St. George, Utah (KSL) — The start of the new year often has people flocking to the gym to stay on top of their workout goals, but some of the most valuable exercises don’t happen in the gym.
One St. George woman is setting new goals to enhance her brain fitness.
Health is always on the forefront of 68-year-old Jane Stoughton’s mind. She moved from Wyoming to sunny St. George for the outdoor activities the weather offers like walking and hiking.
There’s more to it than meets the eye, however. She recently learned the brain starts to shrink when someone stops learning. Upon hearing this Stoughton thought, “Whoa, I gotta get some classes going here.”
She enrolled in Intermountain Healthcare’s Brain Fitness class at Dixie Regional Medical Center. Body/mind specialist Hannah Rothlin said there is a rising number of baby boomers developing dementia and Alzheimer’s disease.
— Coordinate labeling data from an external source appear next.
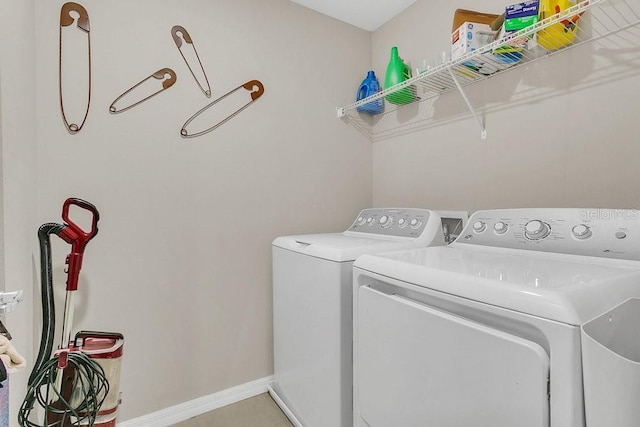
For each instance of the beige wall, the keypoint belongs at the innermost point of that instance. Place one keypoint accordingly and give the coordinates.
(182, 263)
(18, 189)
(561, 132)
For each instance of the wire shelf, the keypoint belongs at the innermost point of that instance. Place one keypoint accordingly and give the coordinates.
(598, 19)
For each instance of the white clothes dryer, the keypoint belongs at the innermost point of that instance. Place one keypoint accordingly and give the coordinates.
(486, 331)
(312, 307)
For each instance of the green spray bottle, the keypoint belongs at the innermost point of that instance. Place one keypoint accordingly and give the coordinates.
(397, 72)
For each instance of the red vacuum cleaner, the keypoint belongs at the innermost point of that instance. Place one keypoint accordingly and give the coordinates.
(79, 384)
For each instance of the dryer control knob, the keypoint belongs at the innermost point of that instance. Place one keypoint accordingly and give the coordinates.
(581, 231)
(385, 220)
(500, 227)
(536, 230)
(479, 226)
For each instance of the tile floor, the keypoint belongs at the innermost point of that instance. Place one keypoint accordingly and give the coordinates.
(258, 411)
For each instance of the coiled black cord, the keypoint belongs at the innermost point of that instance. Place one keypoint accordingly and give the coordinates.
(80, 403)
(46, 291)
(80, 407)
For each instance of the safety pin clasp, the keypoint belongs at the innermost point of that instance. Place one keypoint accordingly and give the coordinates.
(66, 19)
(168, 77)
(179, 33)
(256, 88)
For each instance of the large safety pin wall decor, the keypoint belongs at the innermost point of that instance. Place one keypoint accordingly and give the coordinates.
(255, 94)
(83, 25)
(179, 33)
(168, 77)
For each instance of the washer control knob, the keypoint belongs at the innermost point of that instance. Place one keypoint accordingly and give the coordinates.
(536, 230)
(479, 226)
(500, 227)
(581, 232)
(385, 220)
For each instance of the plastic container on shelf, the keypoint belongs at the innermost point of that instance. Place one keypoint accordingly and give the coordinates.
(369, 87)
(398, 72)
(561, 34)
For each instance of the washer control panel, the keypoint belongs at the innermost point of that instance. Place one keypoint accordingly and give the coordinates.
(610, 233)
(400, 222)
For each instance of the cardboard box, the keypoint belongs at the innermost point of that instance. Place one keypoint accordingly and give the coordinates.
(517, 17)
(470, 36)
(462, 15)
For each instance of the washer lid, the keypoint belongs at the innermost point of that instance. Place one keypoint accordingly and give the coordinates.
(340, 247)
(567, 288)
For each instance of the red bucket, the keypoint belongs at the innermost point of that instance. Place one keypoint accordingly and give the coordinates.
(106, 349)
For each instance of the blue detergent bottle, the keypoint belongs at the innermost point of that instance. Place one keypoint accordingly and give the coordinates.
(370, 86)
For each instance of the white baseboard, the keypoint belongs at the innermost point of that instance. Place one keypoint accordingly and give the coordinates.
(175, 414)
(283, 406)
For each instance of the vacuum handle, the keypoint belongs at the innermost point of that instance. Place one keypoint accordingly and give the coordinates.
(83, 204)
(77, 237)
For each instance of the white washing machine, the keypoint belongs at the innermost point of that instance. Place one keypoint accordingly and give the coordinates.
(312, 303)
(486, 331)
She said brain disease is becoming one of the most progressive diseases in America.
Rothlin said many experience challenges with memory over time. “And that can be very frustrating as we age,” she said.
Rothlin said studies show we can slow down the process of memory loss. “But there are many studies our program is based on research that shows that we can slow down the progression,” she said. “It’s so important to start early.”
The program is based on preventative care to keep the brains of midlife and older adults healthy and strong. Rothlin said the lessons are based on 12 various topics like how to exercise, manage stress, eat healthy and develop social connections.
“Social health is considered really important for brain health and interaction because older adults can get isolated,” Rothlin said
Rothlin said a few practical changes could make a big difference. Stoughton is developing new hobbies like learning how to use a digital camera. “So that’s a challenge and it’s something I’m interested in,” Stoughton said of her new interest.
She is also practicing mindfulness as part of the curriculum. Stoughton participates in guided meditation led by Rothlin.
“My expertise is to teach the participants various forms of breathing exercises, visualization, (and) various meditation practices so that they can really work on a daily basis to keep their stress level under control,” Rothlin explained.
Rothlin said stress can be damaging to brain function if unmanaged. She said the class is designed for healthy individuals who want to preserve their memory.
Stoughton said she is benefitting from the sessions.
“Look at the scenery, be aware of things around me, and it calms me down and also makes me better just a better human being,” she said.
Stoughton said she thinks the class is something everyone should be taking and should start as early as kindergartens. She wants to do everything she can to stay healthy, and to “be [a] benefit to moving, to walking, to staying aware, and to also engage,” she said.
Rothlin said the program is a seven-week course unique to the Live Well Center in St. George. She encourages all adults to start adopting a brain-healthy lifestyle early in life.